I HATE doing nice things for her. I mean, I love doing nice things for others, it's a part of who I am. But every single time I do something nice for her, she always makes me regret it.
We were at Walmart the other day and my son, who was at home, called and wanted some strawberry wafers. So my oldest son and I headed over to the cookie section and grabbed a package. I said "Oh grandma loves these, let's get her some too." So my oldest son said "Get her orange, she loves that. Or lemon." We decided on orange. The packages are pretty big and are way too big for just one person, so my kids ate half and gave her half. Yes, they are sugar-free, but they still have carbs and my mom has diabetes. And if you've been here for a bit, you may know that I had to stop my mother from ever going to Walgreens, as she'll literally spend $30 on candy bars (hence her diabetes). And a half a package of these wafers is still a lot of cookies. Like, a LOT. So we figured she'd be happy with it.

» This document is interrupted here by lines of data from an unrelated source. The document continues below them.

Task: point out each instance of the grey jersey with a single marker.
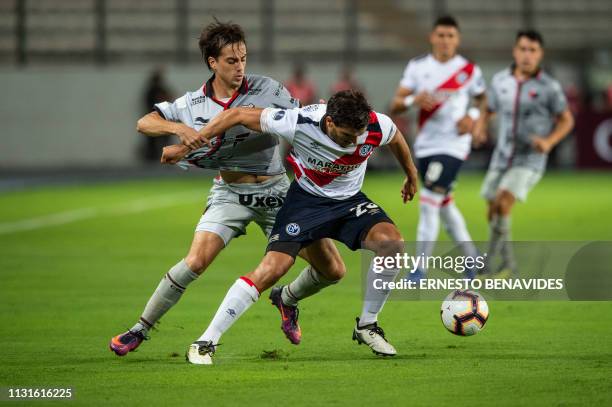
(525, 109)
(238, 149)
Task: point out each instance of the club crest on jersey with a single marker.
(365, 150)
(293, 229)
(462, 77)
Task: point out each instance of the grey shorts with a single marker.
(517, 180)
(231, 207)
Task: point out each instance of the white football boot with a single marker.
(200, 353)
(373, 336)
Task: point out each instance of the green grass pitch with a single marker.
(69, 282)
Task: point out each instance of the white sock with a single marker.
(499, 231)
(455, 226)
(168, 292)
(241, 295)
(375, 299)
(307, 283)
(429, 221)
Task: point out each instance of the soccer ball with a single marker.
(464, 313)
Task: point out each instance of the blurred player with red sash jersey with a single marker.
(442, 85)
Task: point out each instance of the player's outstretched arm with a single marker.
(153, 125)
(404, 98)
(565, 123)
(479, 118)
(246, 116)
(398, 103)
(400, 150)
(174, 153)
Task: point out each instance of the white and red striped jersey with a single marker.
(322, 167)
(453, 83)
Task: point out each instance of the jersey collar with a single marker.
(536, 75)
(208, 91)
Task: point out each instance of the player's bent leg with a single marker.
(204, 248)
(326, 268)
(385, 240)
(239, 298)
(455, 226)
(500, 232)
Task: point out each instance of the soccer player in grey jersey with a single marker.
(533, 118)
(251, 186)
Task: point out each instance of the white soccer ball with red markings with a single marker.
(464, 313)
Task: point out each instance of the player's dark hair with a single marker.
(446, 21)
(533, 35)
(349, 108)
(217, 35)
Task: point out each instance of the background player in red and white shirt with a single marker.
(331, 145)
(442, 85)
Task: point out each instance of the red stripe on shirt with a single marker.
(373, 139)
(451, 83)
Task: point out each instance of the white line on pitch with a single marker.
(62, 218)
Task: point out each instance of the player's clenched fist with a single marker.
(410, 187)
(425, 100)
(191, 138)
(174, 153)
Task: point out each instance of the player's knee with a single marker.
(335, 271)
(196, 263)
(385, 240)
(274, 266)
(505, 201)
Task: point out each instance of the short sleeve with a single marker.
(283, 99)
(170, 111)
(477, 84)
(387, 127)
(279, 122)
(557, 99)
(408, 80)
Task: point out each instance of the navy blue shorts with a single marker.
(305, 218)
(439, 172)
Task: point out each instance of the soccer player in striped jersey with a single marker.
(251, 185)
(533, 117)
(442, 84)
(331, 145)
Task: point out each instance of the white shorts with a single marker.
(231, 207)
(517, 180)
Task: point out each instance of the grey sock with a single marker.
(168, 292)
(309, 282)
(507, 252)
(500, 237)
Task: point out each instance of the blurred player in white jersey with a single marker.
(442, 85)
(251, 185)
(533, 117)
(331, 145)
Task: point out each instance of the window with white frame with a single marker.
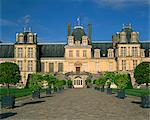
(97, 66)
(84, 53)
(77, 53)
(70, 53)
(134, 64)
(123, 64)
(20, 65)
(110, 66)
(20, 52)
(30, 52)
(134, 51)
(123, 51)
(30, 66)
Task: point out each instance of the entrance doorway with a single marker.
(77, 69)
(78, 82)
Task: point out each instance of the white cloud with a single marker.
(115, 3)
(5, 22)
(121, 3)
(25, 20)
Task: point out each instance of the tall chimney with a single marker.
(69, 31)
(89, 31)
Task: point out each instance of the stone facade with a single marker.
(79, 55)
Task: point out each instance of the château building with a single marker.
(78, 59)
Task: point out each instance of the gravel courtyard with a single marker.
(78, 104)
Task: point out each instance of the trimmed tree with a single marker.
(9, 74)
(142, 73)
(36, 84)
(110, 76)
(121, 80)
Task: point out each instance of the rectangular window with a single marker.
(77, 53)
(42, 67)
(97, 66)
(84, 53)
(20, 65)
(51, 67)
(70, 53)
(20, 53)
(110, 54)
(30, 52)
(123, 64)
(134, 51)
(123, 51)
(134, 64)
(30, 66)
(60, 67)
(110, 66)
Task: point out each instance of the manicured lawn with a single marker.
(135, 92)
(17, 92)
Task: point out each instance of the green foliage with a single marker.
(88, 82)
(135, 92)
(17, 92)
(36, 81)
(110, 76)
(142, 73)
(101, 81)
(129, 84)
(122, 80)
(51, 79)
(69, 83)
(9, 73)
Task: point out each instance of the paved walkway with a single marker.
(79, 104)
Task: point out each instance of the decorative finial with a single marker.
(130, 25)
(24, 29)
(78, 21)
(123, 26)
(29, 29)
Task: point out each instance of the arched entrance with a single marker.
(78, 82)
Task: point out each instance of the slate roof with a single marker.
(6, 50)
(78, 33)
(57, 49)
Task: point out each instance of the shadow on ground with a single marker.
(29, 103)
(6, 115)
(47, 96)
(136, 102)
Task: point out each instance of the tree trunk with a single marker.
(147, 85)
(8, 89)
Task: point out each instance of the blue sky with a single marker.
(49, 18)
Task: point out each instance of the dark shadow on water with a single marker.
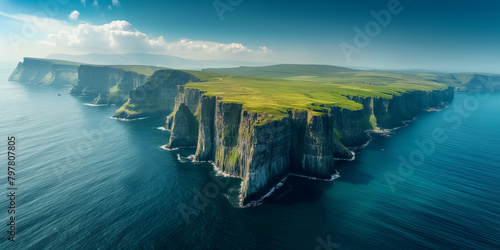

So, my son took the package, after sharing some with his brother, to my mother, he said "Special Delivery! These are for you!" He handed the package to her and she looked at it and scoffed and said in a mock shocked voice: "Excuse me! This is only half. Where is the rest?" He laughed nervously and she just kept saying shit. "Well, I see how I rate. Where are the rest of my cookies?" He laughed again and left the room. She just kept yelling shit. And after a few minutes, well after he was gone, she yelled really loudly through her closed door "THANK YOU!"
But that's not it. She came out of her room as I was getting her dinner together and said to me "Little D left this package in my room, I didn't know if I was supposed to keep them." I was thinking he had already told her they were hers....hence her big show earlier about how someone ate half of them....I just said "Yep. They're yours." She said "Oh, I wasn't sure, because he had eaten some and I wasn't sure if he wanted it back." I just got mad and left the room. She kept on saying things, but then went back into her room and I looked at my kids and told them what she said. And they both sighed and said "This is why we don't do nice things for grandma".
And it gets worse. The next day, she looks at me when she hears I am heading off to Dollar General and she says "Can you see if they have more wafer cookies?" I am like "Are you already out of them?" She said "Well, someone ate so many of mine." (meaning my son--she loves to food shame both him and I). So I just left the room and did NOT buy her more cookies when I went. Her A1C is elevated, so I wasn't going to help in making it worse, also, she's being rude AF and ungrateful.
This woman, I swear, I am not looking forward to her feeling better. I mean, I am, for her sake. But not for having to deal with her constant badgering and bullshit. But I swear, this time, I am going to bring it up to her. I am going to say something like "You know, when he lowered your meds, you were super depressed and I felt bad for you. But I sure enjoyed not having your snarky ass comments and rude behavior. The MOMENT you started feeling better, you go straight back to your old self: rude and complaining. Why is that? When when you feel good, you want to be mean people? And why is it when you feel bad, you're quiet, sweet, and nice? This makes no sense. Usually people are the opposite of that. The only way it's nice for us to be around you is when you feel bad. Does that sound normal to do?"
Who knows? Maybe pointing it out will work? Probably not. But I am going to say it if I have to.